Отношение к Вам я считаю срывом, – м.б. и ввысь. (Вряд ли.)

* * *

Я не в том возрасте, когда есть человеч<еские> ист<ины>.

* * *

Я не тот (я другой!) – тогда радуюсь. Но чаще не тот – просто никто. Тогда грущу и отступаюсь.

Письмо 11

6 марта 1923 г.

Пастернак – Цветаевой

Дорогая Марина Ивановна!

Мы уезжаем 18 марта. В мае 1925 года я увижу Вас в Веймаре, даже и в том случае, если мы свидимся с Вами на днях. Этого последнего я бы желал всей душою. Я не боюсь того, что мне станет после этого трудней уезжать отсюда, потому что Веймар останется впереди и будет целью и поддержкой. Я не боюсь также, что лишусь Вашей дружбы по моем свиданьи с Вами, что бы плачевного я Вам ни рассказал и Вы бы ни увидали, потому что то и другое явится естественным продолженьем Ваших догадок не обо мне, как, за всеми поправками, Вам все-таки угодно думать, – о, далеко нет, но о том родном и редкостном мире, которым Вы облюбованы, вероятно, не в пример больше моего и которого Вы коснулись родною рукой, родным, кровно знакомым движеньем.

Темы «первый поэт за жизнь», «Пастернак» и пр. я навсегда хотел бы устранить из нашей переписки. Извините за неучтивость. Горячность Ваша иного назначенья. Многое, несмотря на душевно-родственные мне нотабены, препровождено у Вас не по принадлежности. Будьте же милостивее впредь. Ведь читать это – больно.

За одно благодарю страшно. За позволенье думать, что обращаясь к Вам, Вам же и отвечаю. Это – подарок. С этой надеждой я не расстанусь. Но Вы забыли может быть? Это у Вас в первом письме. «Когда бы Вы ни писали, знайте, что Ваша мысль – всегда в ответ». А вот другое внушенье, это из второго. «Сумейте наконец быть тем, кому это нужно слышать, тем бездонным чаном, ничего не задерживающим, чтобы сквозь Вас, как сквозь Бога, – прорвой!» Этого наказа я не принимаю, я его парирую.
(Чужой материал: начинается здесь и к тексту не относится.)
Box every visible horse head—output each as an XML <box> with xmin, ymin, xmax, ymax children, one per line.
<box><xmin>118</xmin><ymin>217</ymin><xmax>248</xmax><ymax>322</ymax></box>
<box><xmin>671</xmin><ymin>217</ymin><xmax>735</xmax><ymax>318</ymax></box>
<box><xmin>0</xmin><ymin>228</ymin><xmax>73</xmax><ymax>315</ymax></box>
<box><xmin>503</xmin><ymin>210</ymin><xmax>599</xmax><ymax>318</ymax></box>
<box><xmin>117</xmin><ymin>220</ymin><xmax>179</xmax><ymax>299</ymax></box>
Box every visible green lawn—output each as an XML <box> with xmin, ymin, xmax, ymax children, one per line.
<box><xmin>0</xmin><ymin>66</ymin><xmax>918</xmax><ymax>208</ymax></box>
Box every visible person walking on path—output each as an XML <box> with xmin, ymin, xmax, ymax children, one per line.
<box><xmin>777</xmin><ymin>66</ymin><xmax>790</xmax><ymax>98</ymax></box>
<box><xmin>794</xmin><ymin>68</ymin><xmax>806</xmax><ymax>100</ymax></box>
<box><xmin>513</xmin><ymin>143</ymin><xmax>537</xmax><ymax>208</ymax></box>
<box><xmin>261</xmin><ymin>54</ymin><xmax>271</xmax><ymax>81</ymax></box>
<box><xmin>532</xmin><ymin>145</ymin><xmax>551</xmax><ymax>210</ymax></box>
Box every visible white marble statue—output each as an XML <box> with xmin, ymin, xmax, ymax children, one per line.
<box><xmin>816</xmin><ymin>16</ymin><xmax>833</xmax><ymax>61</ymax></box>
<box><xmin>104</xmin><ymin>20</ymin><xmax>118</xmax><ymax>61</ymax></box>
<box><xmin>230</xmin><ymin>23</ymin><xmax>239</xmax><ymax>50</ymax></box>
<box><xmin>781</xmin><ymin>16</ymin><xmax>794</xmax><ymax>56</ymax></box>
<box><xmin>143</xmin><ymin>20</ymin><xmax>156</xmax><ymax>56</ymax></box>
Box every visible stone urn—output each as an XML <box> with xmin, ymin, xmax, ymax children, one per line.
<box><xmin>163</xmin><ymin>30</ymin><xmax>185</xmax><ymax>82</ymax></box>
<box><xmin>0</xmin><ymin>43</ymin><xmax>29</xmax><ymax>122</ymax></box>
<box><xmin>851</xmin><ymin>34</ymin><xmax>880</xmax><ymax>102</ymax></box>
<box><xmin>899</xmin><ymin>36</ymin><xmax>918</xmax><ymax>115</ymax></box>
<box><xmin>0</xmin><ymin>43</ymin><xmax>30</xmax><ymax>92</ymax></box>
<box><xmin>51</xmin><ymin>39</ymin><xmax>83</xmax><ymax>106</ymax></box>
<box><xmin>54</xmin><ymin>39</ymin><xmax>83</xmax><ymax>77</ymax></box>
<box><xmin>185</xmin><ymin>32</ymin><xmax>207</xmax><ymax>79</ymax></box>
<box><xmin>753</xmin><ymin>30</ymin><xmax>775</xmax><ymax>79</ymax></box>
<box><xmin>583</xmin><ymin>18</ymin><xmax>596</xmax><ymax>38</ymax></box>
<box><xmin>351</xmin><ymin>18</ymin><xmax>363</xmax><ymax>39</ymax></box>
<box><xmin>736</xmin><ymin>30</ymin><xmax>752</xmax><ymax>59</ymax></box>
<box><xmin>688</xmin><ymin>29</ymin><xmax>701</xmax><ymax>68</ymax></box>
Мне в нем не нравятся два слова. «Сумейте» и «наконец». С Вами я меньше всего хотел бы что-нибудь уметь, слышать мне Вас без уменья надо, без установки на Вас, дело опять не в этом. Дорогая Марина Ивановна, будемте действительно оба, всерьез и надолго, тем, чем мы за эти две недели стали, друг другу этого не называя. В заключенье позвольте отнять у Вас право сердиться на меня за это письмо. Ему надлежало выразить две вещи. Одну, простейшую, непомерной глубины – Вам в лицо. Другую, тоже простую, но запутанности чрезвычайной, – всем вообще, о судьбе, о житье-бытье, о всякой всячине. Эту нелегкую долю оно с себя с самого же начала сложило. Напишите тотчас, приедете ли Вы, т<ак> к<ак> я пишу в расчете на живой и близкий разговор с Вами.

Ваш Б.П.

Письмо 12

Прага, 8 нов. марта 1923 г.

Цветаева – Пастернаку

Дорогой Пастернак,

Со всех сторон слышу, что Вы уезжаете в Россию (сообщают наряду с отъездом Шкапской). Но я это давно знала, – еще до Вашего выезда!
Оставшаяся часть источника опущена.